There’s no combat, replaced with several “chase sequences” that aren’t scary, but they are pretty intense. It kills the atmosphere of solitude and tension for the rest of the game when you know that there won’t be any monsters chasing you, but honestly for the kind of game they were making, it works.
It’s worth playing through just for the psychological profile the game creates for you, and if you and someone else play through it back to back it’s really crazy to see how different the game will be for each of you. As the credits roll, the game reads your “analysis” back to you, and it’s really creepy how accurate it is. The game’s big plot twist is quite a surprise, too. The UFO ending even makes a return, with a surprise cameo.
It’s a worthy addition to the franchise, and definitely worth checking out.

One Comment
As a huge fan of the older games in the SH series, I have to say that I really enjoyed this. The only real problems I had with it were continuity – I was expecting it to tie into the timeline of SH1 & SH3, and it didn’t, it was a seperate universe – and the awful chase scenes. They were far too chaotic, and not really scary, just frustrating.

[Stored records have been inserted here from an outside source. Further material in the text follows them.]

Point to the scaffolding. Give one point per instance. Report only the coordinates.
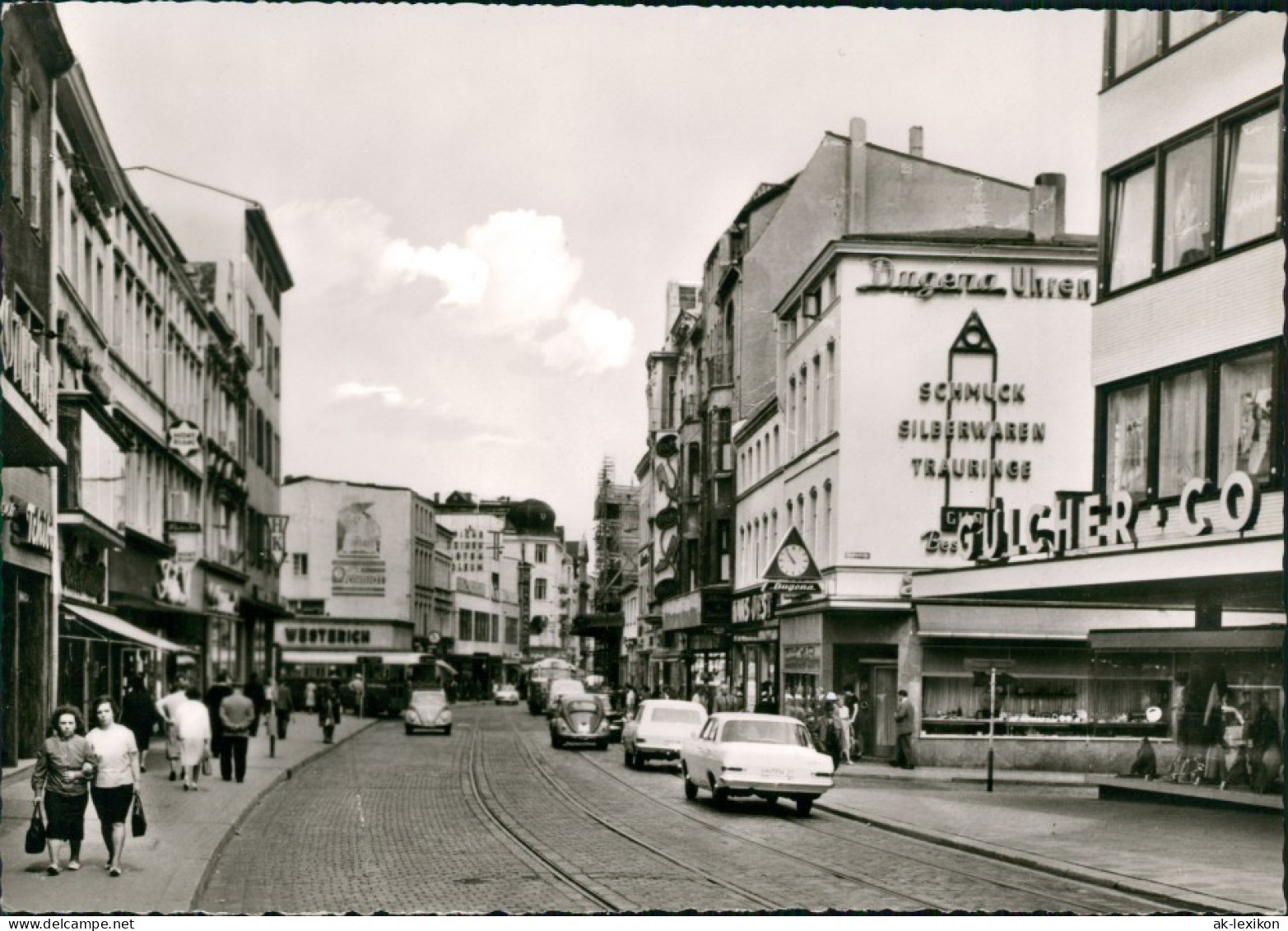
(616, 540)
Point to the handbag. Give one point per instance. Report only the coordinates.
(35, 832)
(138, 821)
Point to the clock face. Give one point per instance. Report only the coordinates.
(793, 561)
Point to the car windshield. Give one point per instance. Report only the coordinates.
(765, 732)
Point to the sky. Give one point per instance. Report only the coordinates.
(482, 207)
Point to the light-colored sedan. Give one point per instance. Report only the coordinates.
(658, 729)
(428, 710)
(770, 756)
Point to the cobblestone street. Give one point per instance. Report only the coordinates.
(491, 818)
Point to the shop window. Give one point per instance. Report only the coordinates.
(1181, 431)
(1137, 38)
(1155, 228)
(1244, 417)
(1160, 433)
(1251, 192)
(1188, 203)
(1131, 223)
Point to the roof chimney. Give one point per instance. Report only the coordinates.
(1046, 207)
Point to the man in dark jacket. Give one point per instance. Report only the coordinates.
(218, 691)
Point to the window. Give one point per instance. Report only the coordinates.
(1185, 202)
(1207, 420)
(1251, 183)
(1244, 417)
(1131, 223)
(1128, 440)
(1137, 38)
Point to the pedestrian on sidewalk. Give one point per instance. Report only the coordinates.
(165, 709)
(259, 698)
(116, 778)
(328, 710)
(214, 698)
(237, 715)
(139, 714)
(192, 733)
(282, 706)
(65, 764)
(904, 727)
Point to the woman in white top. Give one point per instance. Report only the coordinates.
(116, 780)
(192, 728)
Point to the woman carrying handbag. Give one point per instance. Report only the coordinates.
(65, 764)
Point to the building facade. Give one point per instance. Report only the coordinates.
(1165, 573)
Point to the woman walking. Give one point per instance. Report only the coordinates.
(65, 764)
(116, 780)
(192, 728)
(139, 714)
(328, 710)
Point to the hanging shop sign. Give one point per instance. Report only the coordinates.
(1024, 282)
(1087, 520)
(29, 524)
(25, 363)
(184, 438)
(277, 538)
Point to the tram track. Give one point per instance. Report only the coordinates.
(1059, 901)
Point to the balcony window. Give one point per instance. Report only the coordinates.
(1137, 39)
(1184, 25)
(1188, 203)
(1183, 431)
(1131, 207)
(1252, 179)
(1128, 440)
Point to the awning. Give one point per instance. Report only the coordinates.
(1188, 639)
(124, 629)
(1039, 622)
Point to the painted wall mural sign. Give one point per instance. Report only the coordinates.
(358, 570)
(1085, 520)
(1024, 282)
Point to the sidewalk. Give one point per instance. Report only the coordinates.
(164, 868)
(1201, 859)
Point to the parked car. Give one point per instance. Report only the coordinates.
(770, 756)
(428, 710)
(580, 719)
(558, 689)
(658, 729)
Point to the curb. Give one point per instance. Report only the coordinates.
(234, 830)
(1196, 901)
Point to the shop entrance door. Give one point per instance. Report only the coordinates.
(885, 680)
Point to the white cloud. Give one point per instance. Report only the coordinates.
(389, 394)
(593, 340)
(514, 277)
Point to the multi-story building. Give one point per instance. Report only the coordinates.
(239, 268)
(367, 575)
(1167, 586)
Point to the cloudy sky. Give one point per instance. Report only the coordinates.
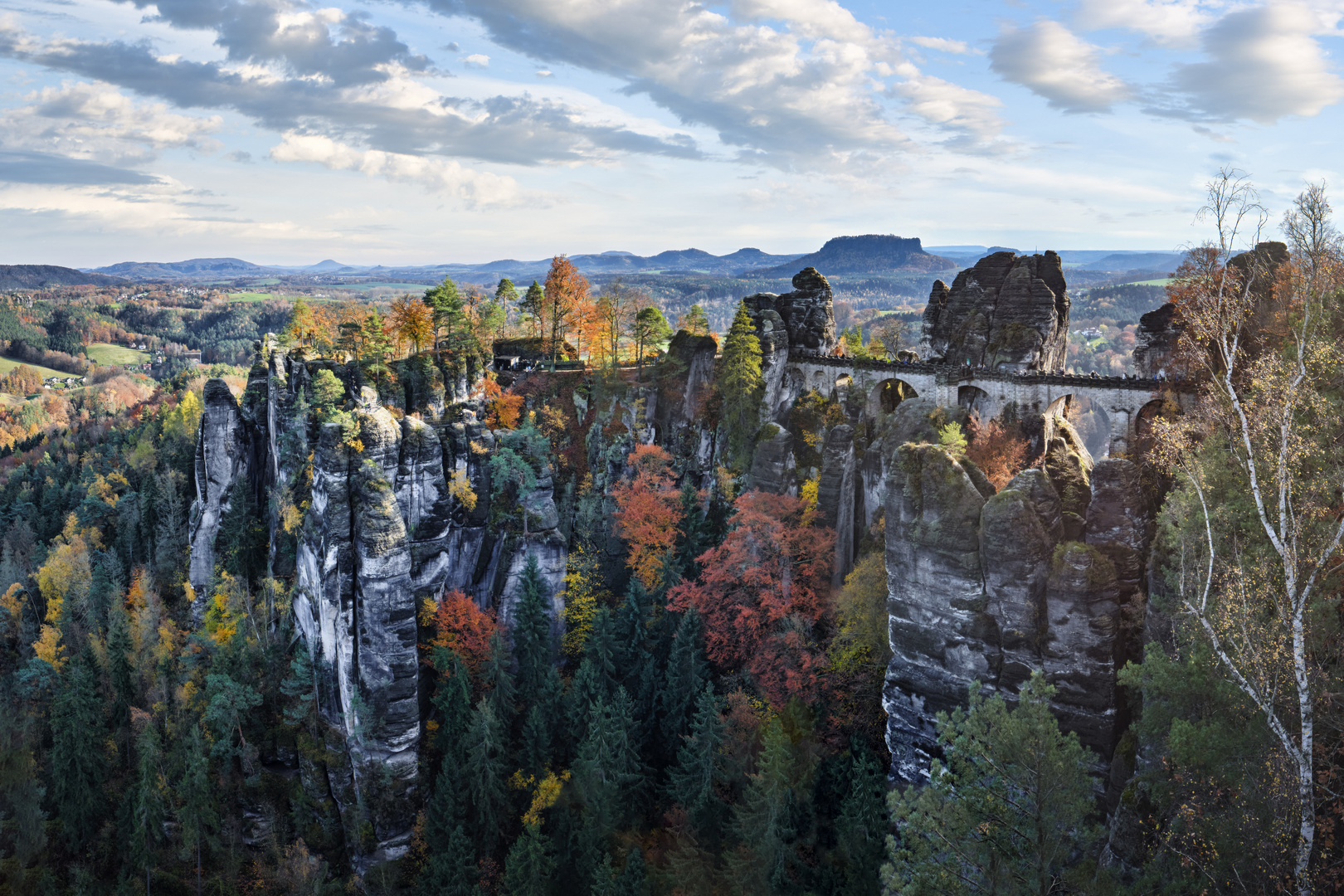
(429, 130)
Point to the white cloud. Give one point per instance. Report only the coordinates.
(95, 121)
(944, 45)
(1166, 22)
(1264, 65)
(972, 117)
(1057, 65)
(791, 82)
(474, 187)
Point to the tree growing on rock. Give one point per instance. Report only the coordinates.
(1007, 811)
(761, 594)
(739, 383)
(648, 512)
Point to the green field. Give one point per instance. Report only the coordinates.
(8, 364)
(108, 353)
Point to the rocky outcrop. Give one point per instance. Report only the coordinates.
(990, 586)
(772, 464)
(836, 496)
(1008, 312)
(223, 455)
(1155, 342)
(940, 626)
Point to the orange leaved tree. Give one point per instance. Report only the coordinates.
(464, 627)
(650, 512)
(762, 592)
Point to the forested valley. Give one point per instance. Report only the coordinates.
(533, 592)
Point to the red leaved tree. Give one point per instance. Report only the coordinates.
(648, 512)
(463, 626)
(762, 592)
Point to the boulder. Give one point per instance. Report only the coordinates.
(1007, 312)
(942, 638)
(223, 458)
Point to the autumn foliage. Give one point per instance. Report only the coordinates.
(1001, 451)
(762, 592)
(464, 627)
(650, 512)
(502, 409)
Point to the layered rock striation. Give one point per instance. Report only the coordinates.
(1007, 312)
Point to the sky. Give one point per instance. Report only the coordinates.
(409, 132)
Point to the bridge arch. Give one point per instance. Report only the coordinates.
(888, 394)
(975, 399)
(1155, 410)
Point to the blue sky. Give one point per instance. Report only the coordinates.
(429, 130)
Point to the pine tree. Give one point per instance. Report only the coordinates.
(500, 683)
(119, 670)
(537, 743)
(533, 305)
(608, 777)
(699, 767)
(762, 818)
(149, 800)
(739, 384)
(862, 828)
(533, 645)
(77, 758)
(487, 768)
(452, 869)
(1006, 811)
(530, 867)
(453, 704)
(197, 815)
(686, 677)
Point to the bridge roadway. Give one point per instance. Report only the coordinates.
(1120, 399)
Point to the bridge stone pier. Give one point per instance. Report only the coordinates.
(884, 384)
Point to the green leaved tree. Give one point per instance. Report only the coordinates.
(1006, 811)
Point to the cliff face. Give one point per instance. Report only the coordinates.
(990, 586)
(1008, 312)
(381, 533)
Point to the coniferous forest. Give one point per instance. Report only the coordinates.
(530, 592)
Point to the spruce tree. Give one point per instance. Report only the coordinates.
(530, 867)
(686, 677)
(197, 815)
(453, 707)
(119, 670)
(77, 758)
(487, 770)
(1014, 796)
(149, 798)
(739, 384)
(535, 751)
(862, 828)
(699, 767)
(762, 818)
(500, 683)
(452, 869)
(533, 645)
(450, 865)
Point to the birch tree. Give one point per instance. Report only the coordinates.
(1257, 462)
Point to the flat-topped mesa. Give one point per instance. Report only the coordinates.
(1007, 312)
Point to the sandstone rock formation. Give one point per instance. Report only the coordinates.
(1008, 312)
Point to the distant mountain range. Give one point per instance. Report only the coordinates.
(38, 275)
(869, 254)
(843, 256)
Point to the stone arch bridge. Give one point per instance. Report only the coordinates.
(1122, 401)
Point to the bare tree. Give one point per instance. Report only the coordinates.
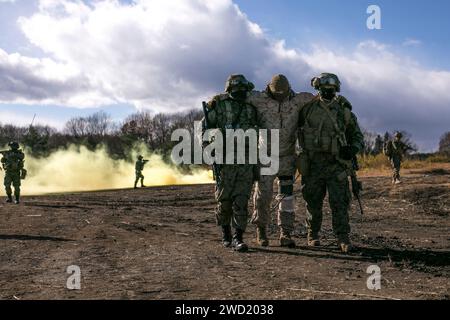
(444, 143)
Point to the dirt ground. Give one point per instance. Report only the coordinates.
(162, 243)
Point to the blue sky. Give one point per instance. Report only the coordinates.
(69, 59)
(343, 23)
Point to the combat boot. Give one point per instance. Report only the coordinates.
(286, 240)
(344, 243)
(261, 237)
(226, 236)
(238, 242)
(313, 240)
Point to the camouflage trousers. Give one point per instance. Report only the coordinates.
(327, 176)
(233, 195)
(263, 197)
(139, 176)
(14, 180)
(396, 165)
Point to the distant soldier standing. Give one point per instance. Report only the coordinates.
(395, 151)
(330, 138)
(234, 182)
(278, 108)
(140, 163)
(13, 164)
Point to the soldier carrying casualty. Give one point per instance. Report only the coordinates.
(140, 163)
(330, 138)
(278, 107)
(395, 150)
(13, 164)
(234, 182)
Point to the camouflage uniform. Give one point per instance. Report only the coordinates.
(13, 164)
(139, 167)
(325, 161)
(235, 181)
(395, 151)
(282, 115)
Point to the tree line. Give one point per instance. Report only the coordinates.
(153, 130)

I understand that was probably a choice to make the player feel stressed out since the rest of the game was really so mellow and not-at-all-scary, but I feel like they really sold themselves short. If the monsters had been just the slightest bit slower, I would have been able to appreciate things like the GPS map, the hiding places, the things you can knock over to tell which way you’ve gone/slow down the monsters a bit, etc. As it is, I just wound up running full speed most of the time and didn’t notice half of the aforementioned stuff til the end of the game!
Criticism aside though, I’m not sure I can call it a favorite, but I think it is a worthy side-story to the franchise, and I hope they do another like it.